Existe um produtor que entrou em contacto comigo e também o professor Mário Cortella, amigo meu, esteve em Portugal recentemente e gostou muito da experiência, da expansão de universos. Já fiz palestras em Lisboa há alguns anos, mas na vertente académica. Acho que hoje o momento é especial, porque a mensagem de reflexão, de tolerância, de convivência viva com a diversidade tem mais sentido do que tinha há alguns anos, e eu quero enfrentar esse desafio.
Fala em tolerância, é impossível não relacionar com a xenofobia cada vez mais evidente em Portugal.
É um fenómeno histórico. No fim do século XIX, quando começa a chamada grande imigração para o Brasil, existiu uma massa de portugueses que foram para o Brasil. O Rio de Janeiro tornou-se uma imensa cidade portuguesa. Existe até referência na literatura, como no livro O Cortiço. A imprensa brasileira foi muito xenófoba com a Carmen Miranda, por exemplo. A biografia do premiado Rui Castro exemplifica bem isso. Então, quando cresce um grupo, quando cresce a imigração, existe sempre o medo da perda da identidade e o medo da perda do controle. É o que foi chamado, nas Américas, de perigo amarelo para imigração oriental, a praga turca para imigração de áreas controladas pelo Império Otomano, ou a imigração judaica, que foi alvo de muita desconfiança no Brasil e na Europa em geral. É natural existir esse medo. O que eu gosto de ressalvar para as pessoas é que vivemos mudanças que são enormes e atingem todas as sociedades globalizadas. Nós temos é que aprender a tirar proveito dessa diversidade, não devemos ter medo, e isso é um desafio para todo mundo. Naturalmente, é necessário o máximo de tolerância, tanto para o imigrante quanto para aquele que recebe o imigrante.

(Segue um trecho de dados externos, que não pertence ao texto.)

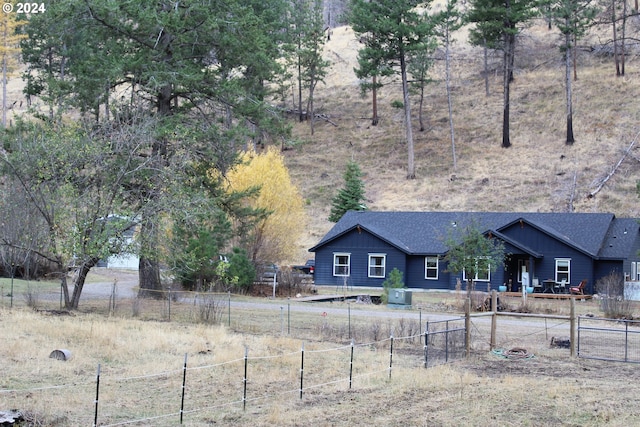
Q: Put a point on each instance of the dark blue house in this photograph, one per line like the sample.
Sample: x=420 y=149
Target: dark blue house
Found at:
x=363 y=247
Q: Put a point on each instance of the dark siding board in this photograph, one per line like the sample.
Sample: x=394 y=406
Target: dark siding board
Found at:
x=632 y=257
x=359 y=244
x=416 y=272
x=602 y=269
x=582 y=265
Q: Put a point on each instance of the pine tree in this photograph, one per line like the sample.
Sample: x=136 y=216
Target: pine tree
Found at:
x=390 y=31
x=351 y=197
x=9 y=51
x=497 y=23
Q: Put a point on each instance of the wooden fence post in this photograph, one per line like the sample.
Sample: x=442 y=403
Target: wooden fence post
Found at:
x=467 y=326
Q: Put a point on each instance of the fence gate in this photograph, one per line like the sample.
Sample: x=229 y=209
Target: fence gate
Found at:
x=609 y=339
x=444 y=341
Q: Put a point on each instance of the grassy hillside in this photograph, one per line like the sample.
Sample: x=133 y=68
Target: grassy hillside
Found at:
x=538 y=173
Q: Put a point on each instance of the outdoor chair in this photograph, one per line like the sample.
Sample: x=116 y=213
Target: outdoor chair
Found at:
x=562 y=286
x=537 y=286
x=578 y=290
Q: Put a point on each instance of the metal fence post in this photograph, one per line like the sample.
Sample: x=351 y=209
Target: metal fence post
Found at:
x=494 y=318
x=467 y=326
x=95 y=415
x=572 y=325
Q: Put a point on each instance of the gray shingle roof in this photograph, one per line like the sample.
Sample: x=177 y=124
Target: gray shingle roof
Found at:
x=426 y=232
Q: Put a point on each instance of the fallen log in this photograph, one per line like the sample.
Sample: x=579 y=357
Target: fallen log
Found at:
x=604 y=180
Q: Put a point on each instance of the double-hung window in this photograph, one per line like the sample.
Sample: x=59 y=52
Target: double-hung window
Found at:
x=377 y=265
x=635 y=271
x=341 y=264
x=431 y=268
x=483 y=275
x=563 y=270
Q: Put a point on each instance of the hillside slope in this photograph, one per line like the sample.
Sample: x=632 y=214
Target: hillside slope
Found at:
x=538 y=173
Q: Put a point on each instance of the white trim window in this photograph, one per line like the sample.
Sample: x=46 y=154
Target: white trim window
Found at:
x=635 y=271
x=481 y=276
x=431 y=267
x=377 y=265
x=341 y=264
x=563 y=270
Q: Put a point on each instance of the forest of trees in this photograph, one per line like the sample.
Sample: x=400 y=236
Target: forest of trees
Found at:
x=143 y=112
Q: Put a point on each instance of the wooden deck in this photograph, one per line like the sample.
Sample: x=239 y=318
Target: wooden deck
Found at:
x=545 y=295
x=331 y=298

Um dos preconceitos mais recorrentes é o da língua. Há quem acredite que o português do Brasil não é correto, que é inferior. O que pensa sobre isso?
Todas as colónias têm uma língua mais antiga do que as suas metrópoles. Os portugueses, tal como os espanhóis, são fruto de muitas invasões e de uma presença multirracial. Um português típico tem muitas origens e influências e isso faz parte da tradição, é isso que nos dá riqueza. Identificar uma pureza inventada, criada, é identificar que somos diversos na origem. Desde o fim do Estado Novo que Portugal vive uma interação com o mundo. São dores da modernidade, dores de um novo mundo do qual nós temos que abrir mão de um imaginário do passado. Nós brasileiros temos que ter um imenso respeito pela tradição da língua e de todos os nossos conceitos, até o fato de que é preciso olhar o mundo além de toda a nossa aldeia. As coisas transformam-se constantemente. As palavras japonesas que entraram no português pela presença pioneira de Portugal no arquipélago, as palavras portuguesas que entraram no cantonês séculos antes da Inglaterra conquistar Hong Kong com a Guerra do Ópio, as palavras africanas que os traficantes de escravos trouxeram de Angola para o Brasil dão hoje a cor e o significado. Temos, inclusive, um português que incorpora mais erros porque temos mais imigrantes. Pense na massa de italianos que o Brasil recebeu. Em italiano não se faz plural com a letra “s”, faz -se com “i”. No Estado em que moro há muitos anos, São Paulo, o plural é um fenómeno raro.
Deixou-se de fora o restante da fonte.